Al igual que en muchas otras de sus películas, el autor de
Centauros del desierto no oculta su gusto por los rostros trabajados
por el tiempo, su debilidad por los primeros planos de los actores, su
ternura y empatía por los más necesitados, la añoranza por un pasado
de mayor esplendor, ese aire tan melancólico de fin de una época
que se respira en muchas de sus secuencias, y esa nostalgia llena de
lirismo que, por un momento, nos deja la posibilidad de imaginar
que las cosas bien podrían haber sido de otra manera.
Aun tratándose de una comedia, Ford aprovecha para hablarnos,
muchas veces entre líneas y de una forma tangencial, de cosas mucho
menos livianas como son las humillaciones a las que, a veces,
nos puede someter la pobreza; de la religión como narcótico y consuelo
frente a las desgracias; de la ingratitud de algunos hijos; de la
injusta soledad de los mayores; de la inmoralidad de los bancos; de
las –a pesar de todo– pequeñas ilusiones de la gente humilde; de cierto
tipo de silencios que no indican aprobación ni sumisión sino tan sólo desigualdad en la conversación; de la indignidad de los poseedores;
de las condiciones de vida mínimas de la población rural de la
época que, en cierto modo, sufrirían unos pocos años después de
manera similar los habitantes del campo español que vivieron la primera
posguerra; del destino injustificable de los desfavorecidos, etc.
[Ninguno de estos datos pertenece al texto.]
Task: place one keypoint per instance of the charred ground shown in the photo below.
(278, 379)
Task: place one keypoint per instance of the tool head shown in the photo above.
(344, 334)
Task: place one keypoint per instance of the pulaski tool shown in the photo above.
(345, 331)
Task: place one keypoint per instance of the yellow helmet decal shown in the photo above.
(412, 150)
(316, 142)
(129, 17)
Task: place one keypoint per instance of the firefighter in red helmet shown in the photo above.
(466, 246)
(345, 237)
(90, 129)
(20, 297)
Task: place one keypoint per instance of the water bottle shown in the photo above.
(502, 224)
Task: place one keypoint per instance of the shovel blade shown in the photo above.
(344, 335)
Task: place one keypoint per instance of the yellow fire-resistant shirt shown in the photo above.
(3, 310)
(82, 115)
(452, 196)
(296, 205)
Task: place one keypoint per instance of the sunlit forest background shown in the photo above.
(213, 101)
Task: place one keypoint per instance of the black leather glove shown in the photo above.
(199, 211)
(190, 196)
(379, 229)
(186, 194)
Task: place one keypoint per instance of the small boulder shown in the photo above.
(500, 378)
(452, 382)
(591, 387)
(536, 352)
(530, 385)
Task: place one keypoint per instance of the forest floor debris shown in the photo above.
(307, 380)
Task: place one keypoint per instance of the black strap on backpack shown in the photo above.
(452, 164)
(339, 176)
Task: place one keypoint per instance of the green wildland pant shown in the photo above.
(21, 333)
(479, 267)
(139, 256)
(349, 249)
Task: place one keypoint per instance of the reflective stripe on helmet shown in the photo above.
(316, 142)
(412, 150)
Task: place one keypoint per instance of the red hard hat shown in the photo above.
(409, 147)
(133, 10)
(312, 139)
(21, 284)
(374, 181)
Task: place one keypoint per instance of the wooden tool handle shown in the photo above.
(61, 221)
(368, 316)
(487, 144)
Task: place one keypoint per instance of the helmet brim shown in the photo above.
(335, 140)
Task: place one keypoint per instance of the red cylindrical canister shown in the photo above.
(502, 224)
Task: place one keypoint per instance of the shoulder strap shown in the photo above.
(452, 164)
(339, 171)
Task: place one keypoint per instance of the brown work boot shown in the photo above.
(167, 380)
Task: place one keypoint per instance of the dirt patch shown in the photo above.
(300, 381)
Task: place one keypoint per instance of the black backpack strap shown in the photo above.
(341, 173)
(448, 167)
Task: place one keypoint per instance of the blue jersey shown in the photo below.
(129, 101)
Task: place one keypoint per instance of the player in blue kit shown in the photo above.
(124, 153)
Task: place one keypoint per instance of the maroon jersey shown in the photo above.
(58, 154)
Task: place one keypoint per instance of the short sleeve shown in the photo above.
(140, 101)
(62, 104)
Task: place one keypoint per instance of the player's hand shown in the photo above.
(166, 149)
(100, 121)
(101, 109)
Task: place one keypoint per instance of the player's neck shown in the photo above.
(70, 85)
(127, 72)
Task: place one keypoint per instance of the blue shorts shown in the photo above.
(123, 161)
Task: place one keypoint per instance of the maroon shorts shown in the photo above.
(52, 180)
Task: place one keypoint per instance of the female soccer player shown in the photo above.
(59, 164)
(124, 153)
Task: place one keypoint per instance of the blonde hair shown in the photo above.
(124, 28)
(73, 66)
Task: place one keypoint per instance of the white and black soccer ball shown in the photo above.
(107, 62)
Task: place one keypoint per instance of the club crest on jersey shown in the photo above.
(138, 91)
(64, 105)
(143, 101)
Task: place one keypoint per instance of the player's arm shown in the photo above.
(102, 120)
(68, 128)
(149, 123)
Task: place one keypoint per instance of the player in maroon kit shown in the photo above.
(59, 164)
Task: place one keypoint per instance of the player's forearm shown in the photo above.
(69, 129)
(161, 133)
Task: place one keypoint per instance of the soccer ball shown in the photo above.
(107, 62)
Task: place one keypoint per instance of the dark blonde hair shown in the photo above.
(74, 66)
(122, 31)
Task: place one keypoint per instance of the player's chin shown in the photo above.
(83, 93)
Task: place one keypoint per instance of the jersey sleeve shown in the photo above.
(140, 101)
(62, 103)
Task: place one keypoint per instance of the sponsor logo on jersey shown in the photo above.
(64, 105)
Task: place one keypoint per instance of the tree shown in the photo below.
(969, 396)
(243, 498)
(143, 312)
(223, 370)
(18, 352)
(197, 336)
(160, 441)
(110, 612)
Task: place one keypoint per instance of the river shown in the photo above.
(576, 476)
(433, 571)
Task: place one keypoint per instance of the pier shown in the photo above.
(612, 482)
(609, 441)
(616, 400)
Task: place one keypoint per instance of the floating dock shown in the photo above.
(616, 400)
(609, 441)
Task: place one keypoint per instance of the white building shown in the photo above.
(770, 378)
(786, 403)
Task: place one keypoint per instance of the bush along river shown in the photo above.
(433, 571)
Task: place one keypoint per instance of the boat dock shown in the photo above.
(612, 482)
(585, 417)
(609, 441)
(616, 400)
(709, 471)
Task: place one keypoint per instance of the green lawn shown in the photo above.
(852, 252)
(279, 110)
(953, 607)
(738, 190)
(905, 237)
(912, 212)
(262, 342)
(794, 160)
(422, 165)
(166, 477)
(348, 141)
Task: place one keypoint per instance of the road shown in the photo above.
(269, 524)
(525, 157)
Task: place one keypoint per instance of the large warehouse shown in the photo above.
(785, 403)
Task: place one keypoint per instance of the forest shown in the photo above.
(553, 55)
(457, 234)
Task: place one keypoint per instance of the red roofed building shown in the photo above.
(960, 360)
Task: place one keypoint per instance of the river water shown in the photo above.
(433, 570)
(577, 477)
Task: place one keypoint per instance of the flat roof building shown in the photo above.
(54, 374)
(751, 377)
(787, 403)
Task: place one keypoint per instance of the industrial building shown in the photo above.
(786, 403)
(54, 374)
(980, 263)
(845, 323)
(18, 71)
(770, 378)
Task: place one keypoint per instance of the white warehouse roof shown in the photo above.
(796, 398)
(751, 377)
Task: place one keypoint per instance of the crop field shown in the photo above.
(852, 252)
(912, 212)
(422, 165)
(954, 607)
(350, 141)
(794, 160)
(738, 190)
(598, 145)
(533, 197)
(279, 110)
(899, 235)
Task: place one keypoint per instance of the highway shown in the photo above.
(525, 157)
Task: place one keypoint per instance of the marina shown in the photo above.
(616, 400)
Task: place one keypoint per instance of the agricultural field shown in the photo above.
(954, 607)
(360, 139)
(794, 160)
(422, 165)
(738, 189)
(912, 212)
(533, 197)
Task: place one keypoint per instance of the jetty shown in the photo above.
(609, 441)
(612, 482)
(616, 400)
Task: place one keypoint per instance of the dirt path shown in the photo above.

De La ruta del tabaco, en fin, podría decirse que, a pesar de contar
con un trasfondo triste y doloroso, posee un tono despreocupado y un
ritmo de comedia ágil, como si el autor de La pasión de los fuertes, imponiéndose
un reto, se hubiera propuesto hacer una película para una
tranquila y perezosa tarde de verano, al igual que muchos de sus western,
con un aire ligero que la alejara de cualquier gravedad existencial
y que, por un momento, nos hiciera más agradable la existencia.